Eu estava de férias, em Buenos Aires, tomando um vinho num fim de tarde bonito e frio no Puerto Madero, um bairro nobre da cidade. Mas o casal de brasileiros da mesa ao lado começou a falar alto e eu não consegui mais desgrudar os ouvidos da conversa.

A história começou com a mulher reclamando da fila que havia se formado na porta do restaurante. Ela dizia que não havia motivos para a fila existir, já que a varanda do bar estava vazia. E o garçom tentava explicar que não podia colocar todos para dentro, pois não havia lugar para todos. Ela estava indignada, apontava com as mãos e dizia que ali fora havia muitas mesas. E o garçom, também indignado, explicava que, por conta do frio, as pessoas esperavam por mesas na parte de dentro. Por fim, já sem muita paciência, o garçom disse algo como "Então me dê uma solução!". E ela aquietou-se, não sem antes responder: "Deixa todo mundo entrar".

Depois começou a brigar com o marido. Ela queria drogas, e reclamava que era sempre ela que arrumava as drogas, sempre ela, sempre ela, em Cartagena tinha sido ela, em Curitiba tinha sido ela, e se não fosse ela, eles não usariam drogas. E ele a desmentia, enquanto tomava outra taça de vinho, e dizia que tinha conseguido drogas em São Paulo e que estava curtindo a viagem. Ela não parava de falar em drogas, até chamou o garçom para perguntar se ele não tinha drogas...

Os dois estavam muito bêbados.

Quando, enfim, pediram a conta, mudaram de assunto, foram falar de dinheiro.
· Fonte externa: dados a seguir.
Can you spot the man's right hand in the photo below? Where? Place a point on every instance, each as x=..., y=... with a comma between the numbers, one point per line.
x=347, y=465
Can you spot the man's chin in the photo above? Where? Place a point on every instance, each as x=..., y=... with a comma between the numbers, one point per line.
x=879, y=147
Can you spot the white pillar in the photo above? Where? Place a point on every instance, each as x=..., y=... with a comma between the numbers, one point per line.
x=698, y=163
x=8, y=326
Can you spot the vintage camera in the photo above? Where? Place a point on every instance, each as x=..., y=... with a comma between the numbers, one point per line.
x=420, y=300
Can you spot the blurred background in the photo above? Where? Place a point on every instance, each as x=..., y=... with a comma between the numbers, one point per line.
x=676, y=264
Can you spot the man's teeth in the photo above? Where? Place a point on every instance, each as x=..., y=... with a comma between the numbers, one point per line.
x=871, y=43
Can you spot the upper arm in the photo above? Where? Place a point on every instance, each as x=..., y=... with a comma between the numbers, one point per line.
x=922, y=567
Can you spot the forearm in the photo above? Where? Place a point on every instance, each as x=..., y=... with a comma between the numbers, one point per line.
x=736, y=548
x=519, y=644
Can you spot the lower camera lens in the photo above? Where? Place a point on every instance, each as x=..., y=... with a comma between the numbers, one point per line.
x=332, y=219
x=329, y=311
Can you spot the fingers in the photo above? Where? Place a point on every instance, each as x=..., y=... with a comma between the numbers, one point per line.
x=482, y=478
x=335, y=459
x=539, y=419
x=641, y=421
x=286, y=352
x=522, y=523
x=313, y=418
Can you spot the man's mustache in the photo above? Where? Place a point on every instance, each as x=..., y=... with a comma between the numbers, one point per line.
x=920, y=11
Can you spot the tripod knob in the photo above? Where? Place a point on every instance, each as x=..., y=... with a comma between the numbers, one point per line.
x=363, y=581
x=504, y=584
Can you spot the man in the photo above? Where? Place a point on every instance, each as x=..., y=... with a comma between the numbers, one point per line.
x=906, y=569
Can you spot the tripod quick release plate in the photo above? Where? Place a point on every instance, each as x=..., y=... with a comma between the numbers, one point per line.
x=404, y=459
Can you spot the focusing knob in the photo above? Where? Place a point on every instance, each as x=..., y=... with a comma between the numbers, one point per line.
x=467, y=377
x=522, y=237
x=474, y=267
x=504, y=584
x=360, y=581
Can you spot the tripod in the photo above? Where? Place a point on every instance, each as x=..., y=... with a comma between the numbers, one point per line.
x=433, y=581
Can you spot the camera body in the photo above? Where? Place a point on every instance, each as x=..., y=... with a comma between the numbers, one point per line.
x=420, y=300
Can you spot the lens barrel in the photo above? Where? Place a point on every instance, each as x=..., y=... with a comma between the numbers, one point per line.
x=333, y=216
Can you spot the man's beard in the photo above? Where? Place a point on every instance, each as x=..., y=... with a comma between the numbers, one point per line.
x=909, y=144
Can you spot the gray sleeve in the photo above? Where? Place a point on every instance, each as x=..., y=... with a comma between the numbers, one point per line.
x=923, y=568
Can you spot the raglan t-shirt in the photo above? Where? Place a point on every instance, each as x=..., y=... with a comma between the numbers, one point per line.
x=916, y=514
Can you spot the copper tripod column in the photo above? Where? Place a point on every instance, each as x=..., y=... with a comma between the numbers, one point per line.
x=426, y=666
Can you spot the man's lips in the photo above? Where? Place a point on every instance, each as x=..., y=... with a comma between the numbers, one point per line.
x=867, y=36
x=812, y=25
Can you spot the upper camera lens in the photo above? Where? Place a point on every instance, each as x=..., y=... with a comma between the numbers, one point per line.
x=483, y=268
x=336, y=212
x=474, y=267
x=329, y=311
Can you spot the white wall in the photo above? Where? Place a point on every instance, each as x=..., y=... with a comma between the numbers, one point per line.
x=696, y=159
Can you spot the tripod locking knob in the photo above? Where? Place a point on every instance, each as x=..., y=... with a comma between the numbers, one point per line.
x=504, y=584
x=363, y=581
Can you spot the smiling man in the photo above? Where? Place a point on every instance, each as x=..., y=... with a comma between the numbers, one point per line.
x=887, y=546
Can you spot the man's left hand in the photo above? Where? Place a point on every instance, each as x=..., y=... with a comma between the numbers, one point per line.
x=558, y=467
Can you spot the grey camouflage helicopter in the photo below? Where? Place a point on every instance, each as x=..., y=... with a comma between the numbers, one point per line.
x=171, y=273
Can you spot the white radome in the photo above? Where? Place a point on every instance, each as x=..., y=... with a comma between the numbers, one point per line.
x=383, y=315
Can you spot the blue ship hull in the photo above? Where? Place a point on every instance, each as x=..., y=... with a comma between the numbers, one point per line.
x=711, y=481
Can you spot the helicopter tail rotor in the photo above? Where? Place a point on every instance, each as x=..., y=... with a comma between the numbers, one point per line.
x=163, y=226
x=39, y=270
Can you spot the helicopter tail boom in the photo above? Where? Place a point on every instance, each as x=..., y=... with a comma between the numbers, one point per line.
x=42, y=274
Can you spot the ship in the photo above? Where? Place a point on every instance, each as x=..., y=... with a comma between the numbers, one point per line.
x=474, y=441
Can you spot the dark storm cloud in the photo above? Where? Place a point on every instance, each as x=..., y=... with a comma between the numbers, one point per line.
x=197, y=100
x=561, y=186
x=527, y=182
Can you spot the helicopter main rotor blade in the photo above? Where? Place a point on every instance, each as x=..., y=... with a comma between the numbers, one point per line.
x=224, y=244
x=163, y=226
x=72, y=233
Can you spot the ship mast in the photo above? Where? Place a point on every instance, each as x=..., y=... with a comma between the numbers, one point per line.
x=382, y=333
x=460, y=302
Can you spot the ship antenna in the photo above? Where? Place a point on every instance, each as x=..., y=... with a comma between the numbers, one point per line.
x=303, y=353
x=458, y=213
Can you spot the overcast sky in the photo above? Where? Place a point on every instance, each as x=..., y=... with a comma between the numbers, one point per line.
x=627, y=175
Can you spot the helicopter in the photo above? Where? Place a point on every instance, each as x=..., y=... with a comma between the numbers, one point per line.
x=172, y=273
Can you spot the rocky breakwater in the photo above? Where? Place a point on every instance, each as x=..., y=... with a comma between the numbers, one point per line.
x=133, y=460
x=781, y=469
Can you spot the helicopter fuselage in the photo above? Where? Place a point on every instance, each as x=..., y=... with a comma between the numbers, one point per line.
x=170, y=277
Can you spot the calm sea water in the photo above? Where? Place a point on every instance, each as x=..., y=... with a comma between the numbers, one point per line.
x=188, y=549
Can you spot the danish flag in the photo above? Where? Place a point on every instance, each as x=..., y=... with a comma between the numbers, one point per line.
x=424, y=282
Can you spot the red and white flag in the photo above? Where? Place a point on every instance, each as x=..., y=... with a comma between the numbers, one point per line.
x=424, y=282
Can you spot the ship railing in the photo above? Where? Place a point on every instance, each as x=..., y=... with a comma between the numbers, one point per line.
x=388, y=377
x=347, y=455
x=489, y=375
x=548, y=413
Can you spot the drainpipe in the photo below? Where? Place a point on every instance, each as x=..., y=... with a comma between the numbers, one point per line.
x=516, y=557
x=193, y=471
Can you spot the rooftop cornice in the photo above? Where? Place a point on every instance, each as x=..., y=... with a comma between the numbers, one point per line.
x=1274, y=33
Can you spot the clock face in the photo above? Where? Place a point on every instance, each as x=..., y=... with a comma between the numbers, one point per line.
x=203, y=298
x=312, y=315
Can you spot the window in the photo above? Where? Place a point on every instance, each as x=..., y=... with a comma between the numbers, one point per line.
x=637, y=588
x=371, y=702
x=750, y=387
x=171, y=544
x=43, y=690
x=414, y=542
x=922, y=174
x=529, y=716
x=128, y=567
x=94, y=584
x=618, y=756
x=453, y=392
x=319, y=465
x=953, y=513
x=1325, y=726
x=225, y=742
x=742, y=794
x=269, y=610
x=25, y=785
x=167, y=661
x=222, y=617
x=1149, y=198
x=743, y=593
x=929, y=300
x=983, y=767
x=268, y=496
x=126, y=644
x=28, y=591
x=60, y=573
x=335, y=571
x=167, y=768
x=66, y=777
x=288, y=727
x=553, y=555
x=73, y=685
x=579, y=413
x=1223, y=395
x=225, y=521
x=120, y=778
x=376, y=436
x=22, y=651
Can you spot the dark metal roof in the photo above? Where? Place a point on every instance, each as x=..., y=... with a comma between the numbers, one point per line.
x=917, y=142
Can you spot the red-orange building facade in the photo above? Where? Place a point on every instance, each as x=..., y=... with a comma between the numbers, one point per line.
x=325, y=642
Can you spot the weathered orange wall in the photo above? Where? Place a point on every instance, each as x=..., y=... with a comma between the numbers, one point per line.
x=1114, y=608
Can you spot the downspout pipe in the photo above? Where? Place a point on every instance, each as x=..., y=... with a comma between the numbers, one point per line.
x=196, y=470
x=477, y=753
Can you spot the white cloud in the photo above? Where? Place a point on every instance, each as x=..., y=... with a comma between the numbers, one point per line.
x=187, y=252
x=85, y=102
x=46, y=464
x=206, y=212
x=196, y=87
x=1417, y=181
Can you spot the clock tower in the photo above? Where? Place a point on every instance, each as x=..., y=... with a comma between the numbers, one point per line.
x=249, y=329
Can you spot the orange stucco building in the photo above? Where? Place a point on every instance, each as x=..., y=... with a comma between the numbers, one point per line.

A conta chegou, ele tirou um bolo de notas do bolso e começou a contar, enquanto ela o filmava. Sim, ela filmava e narrava coisas como "Olha como a gente tem muito dinheiro".

Eu mesmo não acreditava na loucura que estava vendo.

E ainda foram embora dizendo coisas safadas e mesquinhas como "Quando eu chegar no quarto, vou jogar esse dinheiro sobre você e a gente vai transar com as notas sobre a cama".

Enquanto transcrevo a história, parece que estou inventando. Mas aconteceu exatamente assim, enquanto eu comia de forma mais modesta no Puerto Madero.

Se eu tivesse inventado, seria uma história ruim para a literatura. Eu precisaria trabalhar sobre os personagens para deixá-los um pouco mais críveis. Ou mais absurdos (impossível). Mas se por acaso eu quisesse fazer uma crítica à burguesia, eu não precisaria inventar, seria a história perfeita.

Então eu guardo todas as histórias que ouço, vejo, vivo... Um dia elas me servem.

Criatividade para mim é isso. É mais sobre perceber o valor das histórias que acontecem o tempo todo ao redor do que, literalmente, criar.

Criatividade é o que você faz com as histórias que você vive.

O que você faz com as histórias que você vive?